I am what could charitably be described as one of life’s worriers. I should say though, if you forgive me a moment of boasting, that I am really, really good at it. I am to worrying what Leonardo Da Vinci was to art. I am the Muhammad Ali of anxiety, the Elvis Presley of panic, the Sigmund Freud of fretting, the Horatio Nelson of nervousness. In the field of thinking up the blackest of black scenarios, mentally thrusting myself into the middle of them, and then experiencing gut-wrenching fear as the results play themselves out in my mind, I have no equal. I also do a good line in hammering a point home in an opening paragraph, but I think I play that one down enough so that no-one notices.
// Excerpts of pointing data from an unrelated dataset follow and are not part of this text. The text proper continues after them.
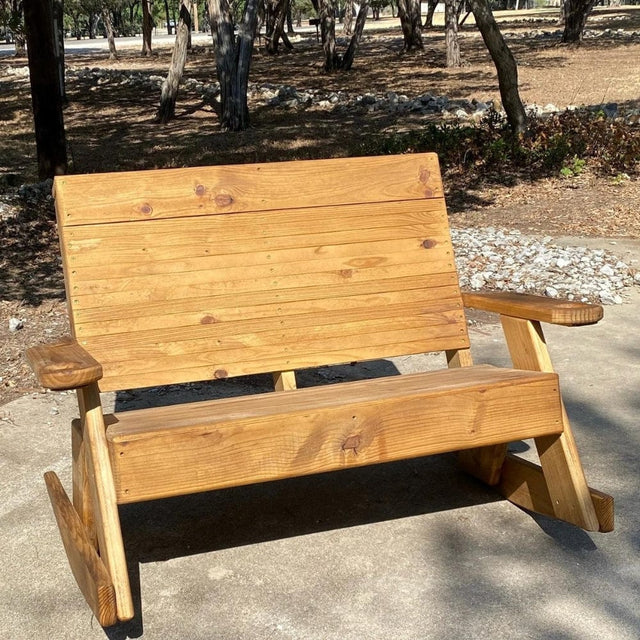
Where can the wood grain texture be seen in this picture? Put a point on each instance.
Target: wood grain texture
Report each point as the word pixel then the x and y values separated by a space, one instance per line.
pixel 81 493
pixel 119 197
pixel 87 567
pixel 523 483
pixel 103 497
pixel 563 312
pixel 559 457
pixel 221 443
pixel 484 463
pixel 63 365
pixel 253 292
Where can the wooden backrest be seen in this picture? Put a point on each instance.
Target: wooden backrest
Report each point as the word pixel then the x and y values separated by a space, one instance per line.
pixel 179 275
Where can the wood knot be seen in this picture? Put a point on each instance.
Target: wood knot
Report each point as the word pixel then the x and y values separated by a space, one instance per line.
pixel 223 200
pixel 424 175
pixel 352 442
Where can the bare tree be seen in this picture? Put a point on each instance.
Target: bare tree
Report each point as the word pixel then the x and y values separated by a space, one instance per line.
pixel 347 23
pixel 45 89
pixel 108 27
pixel 233 59
pixel 275 15
pixel 169 92
pixel 326 12
pixel 451 33
pixel 504 62
pixel 350 53
pixel 327 15
pixel 411 23
pixel 575 14
pixel 147 27
pixel 431 8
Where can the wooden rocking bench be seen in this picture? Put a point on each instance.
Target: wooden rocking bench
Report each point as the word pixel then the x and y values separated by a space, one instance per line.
pixel 195 274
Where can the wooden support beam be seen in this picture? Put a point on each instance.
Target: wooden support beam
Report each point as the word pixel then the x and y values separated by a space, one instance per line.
pixel 284 380
pixel 483 463
pixel 87 568
pixel 523 483
pixel 558 454
pixel 103 496
pixel 81 494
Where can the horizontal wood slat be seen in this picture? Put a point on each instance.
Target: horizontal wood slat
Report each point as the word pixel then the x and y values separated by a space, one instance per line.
pixel 267 250
pixel 279 353
pixel 118 197
pixel 329 296
pixel 177 450
pixel 264 282
pixel 223 310
pixel 158 290
pixel 239 329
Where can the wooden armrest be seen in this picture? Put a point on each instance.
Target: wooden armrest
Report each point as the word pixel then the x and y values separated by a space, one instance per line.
pixel 564 312
pixel 63 365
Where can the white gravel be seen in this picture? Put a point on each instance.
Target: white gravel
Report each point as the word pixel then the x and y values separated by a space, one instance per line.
pixel 510 261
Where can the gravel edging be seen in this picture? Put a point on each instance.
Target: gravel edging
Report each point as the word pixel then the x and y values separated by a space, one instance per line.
pixel 502 260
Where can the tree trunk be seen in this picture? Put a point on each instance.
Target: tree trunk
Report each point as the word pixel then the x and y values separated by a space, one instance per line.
pixel 504 62
pixel 194 15
pixel 431 8
pixel 58 43
pixel 347 25
pixel 233 60
pixel 168 18
pixel 275 16
pixel 92 24
pixel 290 30
pixel 350 53
pixel 451 33
pixel 327 15
pixel 169 92
pixel 16 24
pixel 410 20
pixel 45 89
pixel 108 27
pixel 576 13
pixel 147 27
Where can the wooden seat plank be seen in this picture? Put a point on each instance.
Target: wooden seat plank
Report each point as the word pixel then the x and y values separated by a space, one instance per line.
pixel 225 309
pixel 204 273
pixel 206 191
pixel 273 436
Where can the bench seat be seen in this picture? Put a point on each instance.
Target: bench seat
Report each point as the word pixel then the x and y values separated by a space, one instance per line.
pixel 180 449
pixel 207 273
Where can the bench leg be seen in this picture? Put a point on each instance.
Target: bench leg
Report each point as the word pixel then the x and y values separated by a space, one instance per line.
pixel 81 494
pixel 103 496
pixel 559 459
pixel 484 463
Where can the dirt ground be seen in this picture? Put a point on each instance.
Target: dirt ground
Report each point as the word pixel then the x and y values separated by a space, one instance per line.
pixel 111 127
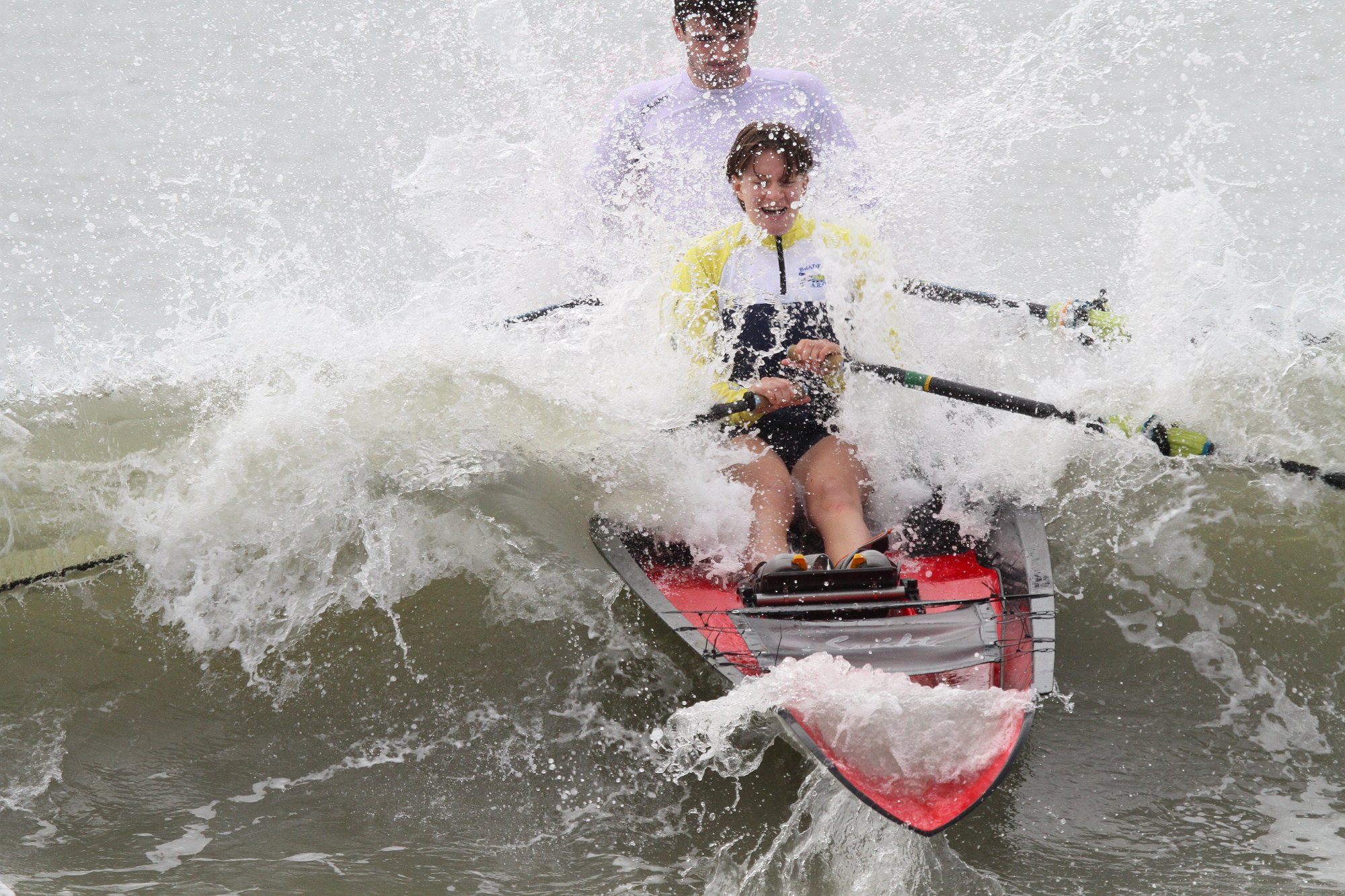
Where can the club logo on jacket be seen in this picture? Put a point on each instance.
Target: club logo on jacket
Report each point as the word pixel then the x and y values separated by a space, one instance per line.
pixel 812 276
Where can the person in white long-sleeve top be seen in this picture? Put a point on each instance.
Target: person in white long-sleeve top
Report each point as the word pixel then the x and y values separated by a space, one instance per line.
pixel 665 142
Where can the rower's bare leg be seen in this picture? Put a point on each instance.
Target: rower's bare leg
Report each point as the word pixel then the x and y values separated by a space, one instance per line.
pixel 835 487
pixel 773 499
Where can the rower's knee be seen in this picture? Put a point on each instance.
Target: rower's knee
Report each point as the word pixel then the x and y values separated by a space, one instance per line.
pixel 833 497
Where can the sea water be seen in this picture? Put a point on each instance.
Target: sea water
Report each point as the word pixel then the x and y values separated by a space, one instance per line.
pixel 254 260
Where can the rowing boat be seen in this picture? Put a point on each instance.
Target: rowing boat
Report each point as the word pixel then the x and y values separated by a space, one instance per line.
pixel 973 616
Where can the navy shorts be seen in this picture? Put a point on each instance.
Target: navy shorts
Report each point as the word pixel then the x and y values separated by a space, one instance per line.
pixel 790 432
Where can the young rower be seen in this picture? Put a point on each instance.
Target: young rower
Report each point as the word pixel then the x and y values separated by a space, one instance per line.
pixel 665 140
pixel 765 304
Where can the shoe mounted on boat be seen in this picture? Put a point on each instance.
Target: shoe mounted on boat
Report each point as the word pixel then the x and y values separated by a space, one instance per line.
pixel 981 619
pixel 810 579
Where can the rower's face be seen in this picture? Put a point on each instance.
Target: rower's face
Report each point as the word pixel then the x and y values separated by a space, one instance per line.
pixel 715 54
pixel 770 194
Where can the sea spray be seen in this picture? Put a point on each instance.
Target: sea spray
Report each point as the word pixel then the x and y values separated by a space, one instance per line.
pixel 882 723
pixel 835 844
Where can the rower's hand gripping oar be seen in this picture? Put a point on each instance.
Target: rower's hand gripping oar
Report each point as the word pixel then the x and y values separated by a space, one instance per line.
pixel 1094 315
pixel 541 313
pixel 1174 442
pixel 750 401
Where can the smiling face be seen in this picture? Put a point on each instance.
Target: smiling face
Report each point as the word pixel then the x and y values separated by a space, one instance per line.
pixel 716 54
pixel 770 193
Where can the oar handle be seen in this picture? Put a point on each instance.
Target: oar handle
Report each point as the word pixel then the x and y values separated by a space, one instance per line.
pixel 957 295
pixel 750 401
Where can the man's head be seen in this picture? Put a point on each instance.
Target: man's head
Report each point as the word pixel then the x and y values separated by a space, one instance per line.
pixel 716 34
pixel 769 169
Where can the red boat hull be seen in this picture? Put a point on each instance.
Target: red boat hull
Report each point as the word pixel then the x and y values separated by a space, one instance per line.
pixel 965 630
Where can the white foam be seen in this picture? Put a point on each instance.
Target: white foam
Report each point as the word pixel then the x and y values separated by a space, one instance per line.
pixel 880 723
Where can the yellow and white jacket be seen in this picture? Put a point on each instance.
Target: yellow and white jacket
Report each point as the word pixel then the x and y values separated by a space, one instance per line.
pixel 740 298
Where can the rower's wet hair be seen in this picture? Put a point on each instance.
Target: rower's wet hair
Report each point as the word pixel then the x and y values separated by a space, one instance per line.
pixel 761 136
pixel 722 13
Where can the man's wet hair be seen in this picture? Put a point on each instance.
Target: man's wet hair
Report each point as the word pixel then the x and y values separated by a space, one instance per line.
pixel 762 136
pixel 722 13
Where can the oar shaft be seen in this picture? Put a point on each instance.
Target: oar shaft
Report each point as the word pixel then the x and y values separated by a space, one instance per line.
pixel 978 396
pixel 956 295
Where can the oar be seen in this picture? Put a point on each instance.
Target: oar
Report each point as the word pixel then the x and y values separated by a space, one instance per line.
pixel 1073 315
pixel 1174 442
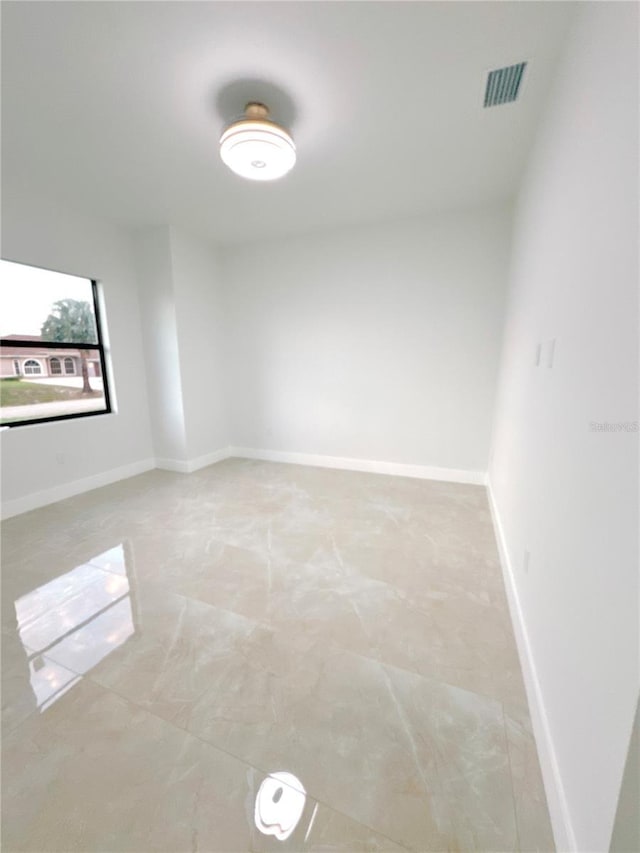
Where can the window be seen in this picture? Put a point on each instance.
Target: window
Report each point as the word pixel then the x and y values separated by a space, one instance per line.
pixel 32 367
pixel 52 360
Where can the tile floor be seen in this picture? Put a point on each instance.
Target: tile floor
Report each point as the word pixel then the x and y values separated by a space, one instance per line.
pixel 169 641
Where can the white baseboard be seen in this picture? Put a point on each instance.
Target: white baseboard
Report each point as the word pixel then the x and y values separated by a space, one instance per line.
pixel 188 466
pixel 76 487
pixel 554 789
pixel 397 469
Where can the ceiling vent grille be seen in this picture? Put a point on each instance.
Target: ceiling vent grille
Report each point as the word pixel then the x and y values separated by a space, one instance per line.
pixel 503 85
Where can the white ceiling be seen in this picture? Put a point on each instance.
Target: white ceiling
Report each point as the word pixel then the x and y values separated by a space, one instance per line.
pixel 117 107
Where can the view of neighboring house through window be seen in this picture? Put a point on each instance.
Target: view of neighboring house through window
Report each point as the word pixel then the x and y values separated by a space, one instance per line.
pixel 52 362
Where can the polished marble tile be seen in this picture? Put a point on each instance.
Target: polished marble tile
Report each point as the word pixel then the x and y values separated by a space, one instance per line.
pixel 99 773
pixel 210 629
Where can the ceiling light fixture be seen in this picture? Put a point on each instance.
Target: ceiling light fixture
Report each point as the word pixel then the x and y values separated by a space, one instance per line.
pixel 256 147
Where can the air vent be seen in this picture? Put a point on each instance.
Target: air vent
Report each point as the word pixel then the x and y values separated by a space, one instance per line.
pixel 503 85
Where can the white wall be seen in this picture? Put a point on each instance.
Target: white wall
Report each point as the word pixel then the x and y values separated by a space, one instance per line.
pixel 160 338
pixel 47 458
pixel 183 332
pixel 376 343
pixel 565 493
pixel 201 335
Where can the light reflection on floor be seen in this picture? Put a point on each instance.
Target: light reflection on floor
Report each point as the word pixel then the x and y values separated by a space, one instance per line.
pixel 79 618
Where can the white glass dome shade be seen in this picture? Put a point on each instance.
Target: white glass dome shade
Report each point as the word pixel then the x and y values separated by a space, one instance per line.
pixel 256 147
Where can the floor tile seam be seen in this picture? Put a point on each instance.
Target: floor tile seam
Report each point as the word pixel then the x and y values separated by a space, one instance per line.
pixel 238 758
pixel 432 678
pixel 511 782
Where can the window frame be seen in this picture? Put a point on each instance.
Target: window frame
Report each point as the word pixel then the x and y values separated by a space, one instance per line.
pixel 97 347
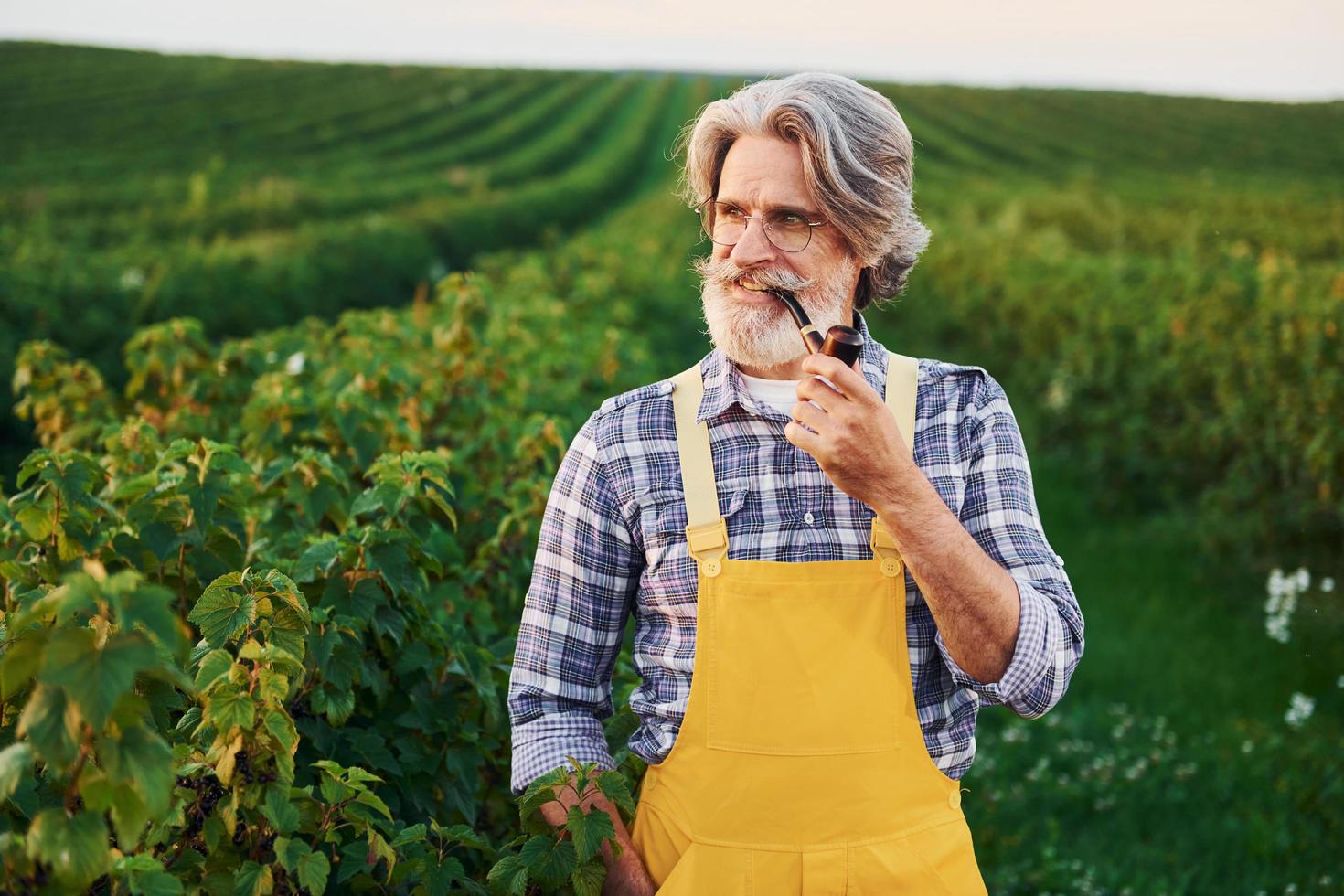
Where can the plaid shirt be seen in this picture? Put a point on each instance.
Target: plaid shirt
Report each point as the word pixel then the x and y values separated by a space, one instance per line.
pixel 613 543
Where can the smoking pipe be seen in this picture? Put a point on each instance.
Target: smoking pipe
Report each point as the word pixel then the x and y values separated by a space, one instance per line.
pixel 841 341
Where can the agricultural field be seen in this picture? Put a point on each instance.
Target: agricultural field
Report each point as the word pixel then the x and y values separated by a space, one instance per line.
pixel 297 348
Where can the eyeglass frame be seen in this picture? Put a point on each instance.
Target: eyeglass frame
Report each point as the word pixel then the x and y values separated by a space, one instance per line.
pixel 749 218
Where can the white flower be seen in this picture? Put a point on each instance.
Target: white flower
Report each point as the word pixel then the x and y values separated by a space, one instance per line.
pixel 132 278
pixel 1300 709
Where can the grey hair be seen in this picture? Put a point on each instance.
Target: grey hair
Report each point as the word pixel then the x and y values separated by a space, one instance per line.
pixel 858 160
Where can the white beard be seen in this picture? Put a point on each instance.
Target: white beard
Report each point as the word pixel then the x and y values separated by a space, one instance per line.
pixel 765 336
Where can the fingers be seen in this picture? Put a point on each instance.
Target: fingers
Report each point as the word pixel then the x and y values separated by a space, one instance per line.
pixel 846 378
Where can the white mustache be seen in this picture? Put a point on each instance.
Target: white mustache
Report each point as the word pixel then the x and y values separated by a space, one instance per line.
pixel 725 272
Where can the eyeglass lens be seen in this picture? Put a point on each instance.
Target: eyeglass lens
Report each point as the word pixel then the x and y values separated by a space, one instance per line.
pixel 725 225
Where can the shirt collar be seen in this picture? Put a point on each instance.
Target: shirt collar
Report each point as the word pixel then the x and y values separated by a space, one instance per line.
pixel 723 386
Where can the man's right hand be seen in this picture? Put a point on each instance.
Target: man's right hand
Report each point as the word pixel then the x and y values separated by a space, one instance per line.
pixel 629 879
pixel 625 875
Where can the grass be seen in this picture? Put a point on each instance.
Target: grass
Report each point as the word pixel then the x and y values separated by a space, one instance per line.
pixel 1168 767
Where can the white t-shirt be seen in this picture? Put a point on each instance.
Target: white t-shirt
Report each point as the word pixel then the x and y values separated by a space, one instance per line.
pixel 778 394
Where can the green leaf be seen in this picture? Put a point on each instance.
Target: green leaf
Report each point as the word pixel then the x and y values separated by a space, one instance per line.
pixel 336 703
pixel 253 880
pixel 20 663
pixel 281 727
pixel 588 879
pixel 230 706
pixel 508 876
pixel 96 678
pixel 440 879
pixel 288 852
pixel 354 860
pixel 151 606
pixel 212 666
pixel 223 613
pixel 413 835
pixel 76 848
pixel 286 629
pixel 549 860
pixel 314 869
pixel 145 876
pixel 140 758
pixel 589 829
pixel 612 784
pixel 15 762
pixel 334 790
pixel 315 559
pixel 280 812
pixel 46 724
pixel 371 799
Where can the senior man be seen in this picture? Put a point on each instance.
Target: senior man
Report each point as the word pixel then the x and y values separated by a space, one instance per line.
pixel 831 567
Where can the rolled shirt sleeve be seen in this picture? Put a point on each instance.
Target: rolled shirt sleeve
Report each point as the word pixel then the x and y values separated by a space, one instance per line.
pixel 998 511
pixel 574 615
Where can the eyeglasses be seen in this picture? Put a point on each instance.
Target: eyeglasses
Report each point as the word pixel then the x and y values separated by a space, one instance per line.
pixel 725 223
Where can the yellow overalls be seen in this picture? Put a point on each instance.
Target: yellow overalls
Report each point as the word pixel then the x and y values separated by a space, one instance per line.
pixel 800 766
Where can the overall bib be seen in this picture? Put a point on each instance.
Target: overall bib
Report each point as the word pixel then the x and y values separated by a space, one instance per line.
pixel 800 767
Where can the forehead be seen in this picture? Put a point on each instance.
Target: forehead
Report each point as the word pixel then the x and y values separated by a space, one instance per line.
pixel 765 171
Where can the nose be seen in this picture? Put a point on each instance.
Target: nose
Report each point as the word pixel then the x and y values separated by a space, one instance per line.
pixel 752 249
My wife is everything I am not. She is (though I think she would deny this if asked) level headed, wise, collected and calm. Above all, she doesn’t share my ability to imagine disaster layered upon disaster, all coming together to crash down me like a huge, ominous disaster onion. She looks at life through different eyes (literally as well as figuratively, we’re not the Munsters) and sees things in ways I do not. Where I see potential for disaster and loss, she sees potential for enjoyment and pleasure. It’s kind of like a slightly more psychological version of that song “po-tay-to, po-tah-to”. You know the one I mean, don’t sit there trying to pretend you don’t.

When I think back on it, I have wasted so much of my time worrying about what might be, what might be coming, what might happen to me, what I might have to endure, what I might lose, that it’s scary. I’ve had 29 years on this planet and I think a good chunk of that time has been filled with the niggling feeling of impending doom. I’m deeply, vastly jealous of people like my wife who can just enjoy themselves because it’s never been something I have been good at. I can relax, I can have a good time, but I almost never get out of my head and get in the moment.

I have to try to do that. I don’t know how – maybe I just establish one day when, between midnight and midnight, I don’t worry. Could that work? A day off? I could give it a try for one single day and see how it feels. I think that might be nice, because the strange thing is that while I am really good at worrying, it’s not something I enjoy all that much and when all’s said and done, it’s not exactly a skill you can whack on the old CV is it?

Perhaps that’s just what I need – a day off from worrying for the first time in years. Trying to change the habit of a lifetime perhaps, but I’ll give it a try anyway. Perhaps tonight will do the job, nothing special, just a good book, some wine, watch a bit of TV, spend some quality time with my wife, and no worrying about anything.

I have so much to be thankful for in my life. Perhaps it’s time for me to actually be thankful for those things and enjoy them, rather than constantly construct scenarios in my head where I lose them. I suspect this entire exercise is a massive example of “easier said than done” but I have to give this a try. Wish me luck. Or don’t, it’s up to you. I’m not worried about it.